At the Dallas Theater Center, a dramatic journey begins in a garage.
Director Tiffany Nichole Greene and the theater’s Diane and Hal Brierley Resident Acting Company devised Something Grim(m), an immersive outdoor theatrical event beginning at the Lexus Silver parking garage in the Dallas Arts District. Delayed by Texas’ unprecedented winter storm last month, this limited engagement production will run from March 18 to April 4.
From the garage, the audience takes a 40-minute creative journey to various locations around the Dee and Charles Wyly Theatre. Inspired by Grimm’s fairy tales, the story follows a gardener, a maid, a cook, a farmer, and a very special child on an exploration of power and privilege and a journey back home.

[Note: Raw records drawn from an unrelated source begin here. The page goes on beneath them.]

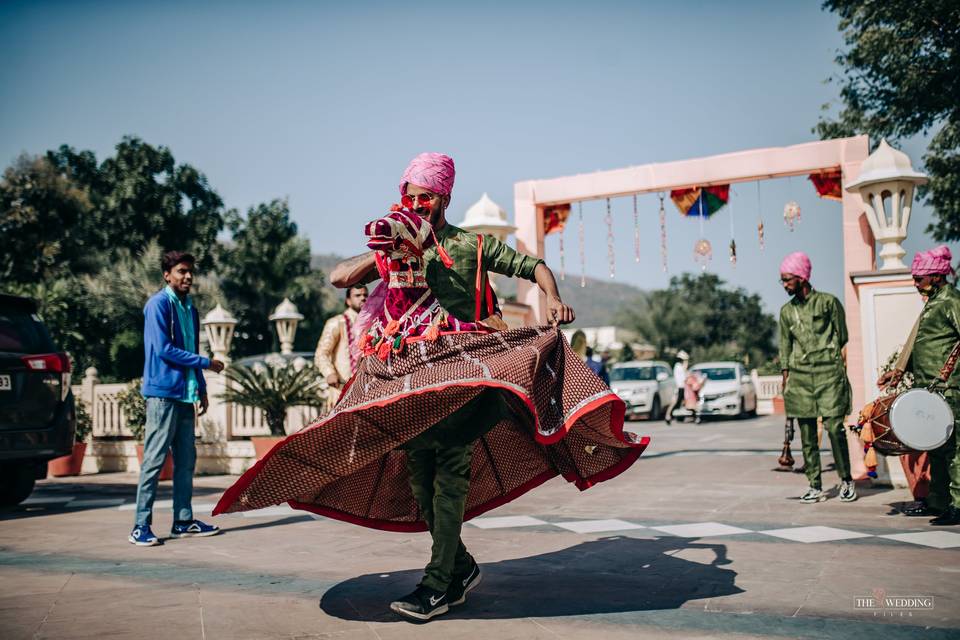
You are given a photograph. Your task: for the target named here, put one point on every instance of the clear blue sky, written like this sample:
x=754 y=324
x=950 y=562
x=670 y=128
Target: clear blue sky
x=325 y=103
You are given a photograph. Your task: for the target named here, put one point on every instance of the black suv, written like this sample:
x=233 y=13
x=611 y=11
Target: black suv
x=37 y=413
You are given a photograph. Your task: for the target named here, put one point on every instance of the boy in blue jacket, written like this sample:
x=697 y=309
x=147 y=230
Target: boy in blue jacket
x=172 y=384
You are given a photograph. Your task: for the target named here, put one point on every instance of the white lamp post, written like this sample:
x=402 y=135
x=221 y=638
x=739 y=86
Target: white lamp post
x=287 y=317
x=219 y=326
x=887 y=181
x=486 y=216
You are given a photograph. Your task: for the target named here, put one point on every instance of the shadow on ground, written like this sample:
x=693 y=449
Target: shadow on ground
x=608 y=575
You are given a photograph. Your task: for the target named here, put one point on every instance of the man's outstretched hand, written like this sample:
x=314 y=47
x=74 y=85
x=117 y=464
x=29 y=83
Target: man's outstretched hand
x=559 y=313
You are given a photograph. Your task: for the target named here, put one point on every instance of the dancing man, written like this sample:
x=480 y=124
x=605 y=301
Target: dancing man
x=813 y=333
x=441 y=422
x=937 y=334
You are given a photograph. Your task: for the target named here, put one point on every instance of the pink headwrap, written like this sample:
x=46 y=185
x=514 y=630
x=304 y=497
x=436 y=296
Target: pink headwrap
x=433 y=171
x=931 y=262
x=798 y=264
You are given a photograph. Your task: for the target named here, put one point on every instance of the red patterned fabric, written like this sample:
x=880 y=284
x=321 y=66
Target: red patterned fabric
x=348 y=465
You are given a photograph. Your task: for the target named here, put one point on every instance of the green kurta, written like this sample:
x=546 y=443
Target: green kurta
x=938 y=332
x=813 y=332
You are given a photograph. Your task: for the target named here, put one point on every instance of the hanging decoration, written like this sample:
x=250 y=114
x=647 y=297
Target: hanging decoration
x=663 y=235
x=827 y=183
x=791 y=215
x=583 y=255
x=759 y=218
x=702 y=253
x=611 y=261
x=701 y=201
x=733 y=241
x=702 y=250
x=555 y=218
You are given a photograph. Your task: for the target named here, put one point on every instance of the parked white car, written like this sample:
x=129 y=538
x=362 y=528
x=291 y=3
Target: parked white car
x=646 y=386
x=728 y=391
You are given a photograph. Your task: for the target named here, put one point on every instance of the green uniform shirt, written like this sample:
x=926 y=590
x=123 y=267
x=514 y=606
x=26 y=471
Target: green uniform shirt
x=938 y=332
x=455 y=289
x=813 y=332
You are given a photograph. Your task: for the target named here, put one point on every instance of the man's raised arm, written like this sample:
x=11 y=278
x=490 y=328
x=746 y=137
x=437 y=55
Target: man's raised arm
x=354 y=271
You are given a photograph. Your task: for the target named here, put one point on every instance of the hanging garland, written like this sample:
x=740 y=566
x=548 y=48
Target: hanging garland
x=759 y=218
x=583 y=258
x=663 y=234
x=611 y=262
x=733 y=241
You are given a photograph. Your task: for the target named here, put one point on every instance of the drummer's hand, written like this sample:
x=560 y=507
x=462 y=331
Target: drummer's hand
x=559 y=313
x=890 y=379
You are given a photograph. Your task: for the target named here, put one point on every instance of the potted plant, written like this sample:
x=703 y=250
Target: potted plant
x=134 y=407
x=70 y=464
x=273 y=389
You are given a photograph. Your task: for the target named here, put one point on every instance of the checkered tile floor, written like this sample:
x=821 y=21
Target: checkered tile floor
x=938 y=539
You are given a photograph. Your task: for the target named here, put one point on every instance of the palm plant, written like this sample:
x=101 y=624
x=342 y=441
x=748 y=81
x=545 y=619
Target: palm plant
x=273 y=390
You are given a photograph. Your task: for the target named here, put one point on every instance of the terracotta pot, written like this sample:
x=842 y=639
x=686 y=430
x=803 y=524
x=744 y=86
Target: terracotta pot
x=263 y=444
x=779 y=408
x=166 y=472
x=68 y=465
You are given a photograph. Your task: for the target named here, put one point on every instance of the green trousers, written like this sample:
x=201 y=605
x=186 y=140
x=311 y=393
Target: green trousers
x=440 y=480
x=811 y=447
x=945 y=474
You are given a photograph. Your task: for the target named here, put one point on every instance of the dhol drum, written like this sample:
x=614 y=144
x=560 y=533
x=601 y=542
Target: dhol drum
x=915 y=420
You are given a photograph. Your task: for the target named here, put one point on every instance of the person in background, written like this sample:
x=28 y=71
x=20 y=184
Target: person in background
x=813 y=333
x=597 y=365
x=172 y=384
x=680 y=379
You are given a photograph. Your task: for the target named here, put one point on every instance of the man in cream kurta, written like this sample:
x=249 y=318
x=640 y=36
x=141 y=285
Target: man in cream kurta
x=336 y=355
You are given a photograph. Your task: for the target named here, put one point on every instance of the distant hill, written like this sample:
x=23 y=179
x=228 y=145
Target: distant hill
x=596 y=304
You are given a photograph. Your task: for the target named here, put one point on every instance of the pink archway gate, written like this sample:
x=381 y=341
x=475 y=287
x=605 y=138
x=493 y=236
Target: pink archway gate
x=844 y=154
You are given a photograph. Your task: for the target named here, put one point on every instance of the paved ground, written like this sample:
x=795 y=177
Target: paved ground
x=700 y=539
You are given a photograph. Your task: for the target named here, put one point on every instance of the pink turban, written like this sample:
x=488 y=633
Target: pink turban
x=931 y=262
x=797 y=264
x=433 y=171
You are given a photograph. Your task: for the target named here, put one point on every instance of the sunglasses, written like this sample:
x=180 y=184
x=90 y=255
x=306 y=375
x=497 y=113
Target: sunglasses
x=421 y=199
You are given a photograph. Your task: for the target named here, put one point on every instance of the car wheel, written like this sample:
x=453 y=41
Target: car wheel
x=16 y=482
x=655 y=412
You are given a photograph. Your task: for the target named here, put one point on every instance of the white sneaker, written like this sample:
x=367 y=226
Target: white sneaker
x=813 y=495
x=848 y=491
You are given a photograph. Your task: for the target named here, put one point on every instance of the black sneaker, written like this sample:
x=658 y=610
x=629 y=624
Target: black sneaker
x=423 y=604
x=461 y=584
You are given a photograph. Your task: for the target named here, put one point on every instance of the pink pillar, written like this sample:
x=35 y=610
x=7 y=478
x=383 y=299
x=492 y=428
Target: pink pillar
x=529 y=236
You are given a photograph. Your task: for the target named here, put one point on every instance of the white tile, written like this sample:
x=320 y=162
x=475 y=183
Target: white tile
x=95 y=503
x=29 y=502
x=938 y=539
x=269 y=512
x=503 y=522
x=701 y=530
x=596 y=526
x=815 y=534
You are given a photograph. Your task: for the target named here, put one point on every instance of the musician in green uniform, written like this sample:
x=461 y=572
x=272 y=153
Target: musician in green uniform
x=813 y=333
x=937 y=334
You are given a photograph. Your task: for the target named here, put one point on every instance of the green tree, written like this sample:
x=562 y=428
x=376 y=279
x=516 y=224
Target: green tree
x=699 y=315
x=900 y=76
x=141 y=194
x=43 y=223
x=265 y=262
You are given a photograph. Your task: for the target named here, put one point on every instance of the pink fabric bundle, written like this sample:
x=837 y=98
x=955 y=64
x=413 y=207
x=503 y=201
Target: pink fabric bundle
x=932 y=262
x=797 y=264
x=433 y=171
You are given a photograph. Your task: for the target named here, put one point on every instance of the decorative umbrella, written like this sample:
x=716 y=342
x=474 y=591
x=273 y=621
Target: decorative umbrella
x=701 y=201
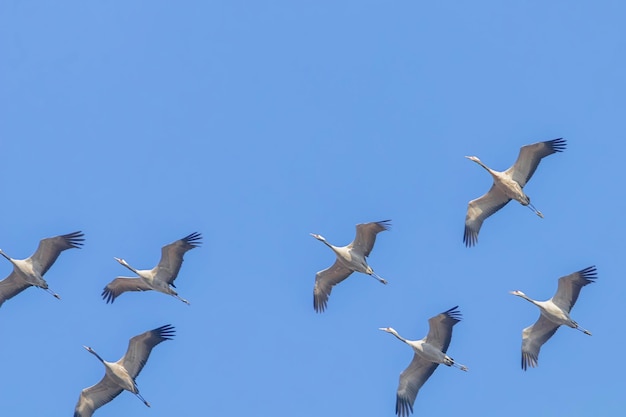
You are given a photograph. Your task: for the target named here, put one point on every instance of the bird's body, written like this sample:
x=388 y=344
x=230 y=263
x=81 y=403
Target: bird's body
x=555 y=312
x=30 y=271
x=350 y=258
x=120 y=375
x=429 y=353
x=507 y=185
x=161 y=277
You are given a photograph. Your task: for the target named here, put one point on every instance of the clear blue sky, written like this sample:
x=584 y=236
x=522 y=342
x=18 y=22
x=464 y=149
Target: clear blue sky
x=255 y=124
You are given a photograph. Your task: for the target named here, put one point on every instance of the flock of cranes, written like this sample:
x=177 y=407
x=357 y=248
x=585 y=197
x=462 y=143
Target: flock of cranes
x=429 y=352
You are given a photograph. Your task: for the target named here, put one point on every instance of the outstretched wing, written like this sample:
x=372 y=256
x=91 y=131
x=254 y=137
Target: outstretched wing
x=366 y=235
x=533 y=337
x=411 y=380
x=96 y=396
x=479 y=209
x=440 y=331
x=570 y=286
x=50 y=248
x=530 y=156
x=324 y=282
x=122 y=284
x=172 y=256
x=11 y=286
x=140 y=346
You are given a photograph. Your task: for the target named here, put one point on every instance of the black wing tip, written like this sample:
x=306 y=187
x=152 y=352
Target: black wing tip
x=470 y=237
x=557 y=145
x=165 y=332
x=529 y=360
x=74 y=239
x=193 y=239
x=403 y=407
x=590 y=274
x=107 y=295
x=454 y=313
x=385 y=224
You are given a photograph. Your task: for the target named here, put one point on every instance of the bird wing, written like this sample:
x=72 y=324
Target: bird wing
x=529 y=158
x=570 y=286
x=440 y=331
x=324 y=282
x=479 y=209
x=11 y=286
x=50 y=248
x=172 y=256
x=96 y=396
x=366 y=235
x=140 y=346
x=122 y=284
x=411 y=380
x=533 y=337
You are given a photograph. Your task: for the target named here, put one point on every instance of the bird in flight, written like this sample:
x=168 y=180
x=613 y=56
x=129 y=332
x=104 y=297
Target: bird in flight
x=120 y=375
x=161 y=277
x=30 y=271
x=429 y=352
x=350 y=258
x=554 y=313
x=507 y=185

Featuring comic strips, pop-up storybooks, as well as pre-recorded video and audio elements, the story is told in several segments with each step along the path revealing a new part of the story. The production engages patrons by requiring each audience member to make a moral choice based on the impact of the fairytale they have just seen.
Something Grim(m) was produced with safety in mind. Using similar COVID-19 safety protocols developed to film the theater’s holiday production, In the Bleak Midwinter, actors were filmed so live performers will not be onsite. Audience members are required to wear masks, entry times will be staggered and contact with staff will be limited. There will also be a maximum number of tickets available per time slot to reduce guest interactions. The outdoor setting allows room for social distancing.
Tiffany Nichole Greene discusses the creation of Something Grim(m).
NBC DFW: Why are Grimm fairy tales a good literary basis for this theatrical event?
Tiffany Nichole Greene: Grimm fairy tales peep into humanity’s darkest corners and expose the sides of us we try to hide or present doesn’t exist. Few are bold enough to go there the way the Grimms do. The lessons they teach are rarely attacked from such an angle. Most people don’t want to admit how horrible we can be to one another. But we can’t change something we’re not willing to admit exists.
NBC DFW: Part of the magic of theater is a live audience engaging with live actors in the same room. How do you make this feel like a piece of theater when the audience is not in a theater and the actors are filmed?
Greene: Theatre is live, yes. But it’s about the engagement. And this experience still asks the audience to be a part of the journey. It’s not all a film. There are so many other storytellers at the focus. The lights, sounds, visuals, the travel. The design elements live and breathe with the audience.
NBC DFW: What are the technical challenges of producing this outdoor dramatic journey?
Greene: WEATHER! We’ve run into some impossible weather! Pray for us!
NBC DFW: As a director, in what ways is this project rewarding?
Greene: Oh! In sooo many ways! I devised a play! That’s one thing. This story is my creation, inspired by a few Grimm fairy tales, adapted into script form by myself and the company of actors. Also, it’s been increasingly rewarding to think of theatre in this way. To bring life to stationary objects. To design and then depend on structures to come alive and tell a story. This is definitely the most unique piece of theatre I’ve ever directed. Entire moments with only audio and lights and soundscape and maybe a little haze. It’s a very different brain space. A liberating one!
NBC DFW: What gives you hope as a theater maker during this pandemic? What have you learned about the power of theater during this extraordinary time?
Greene: I have learned that it will always be. I’ve learned that, like water, it can take the shape of any object willing to contain it. And when there is no container, it will simply flow freely until it encounters its limit.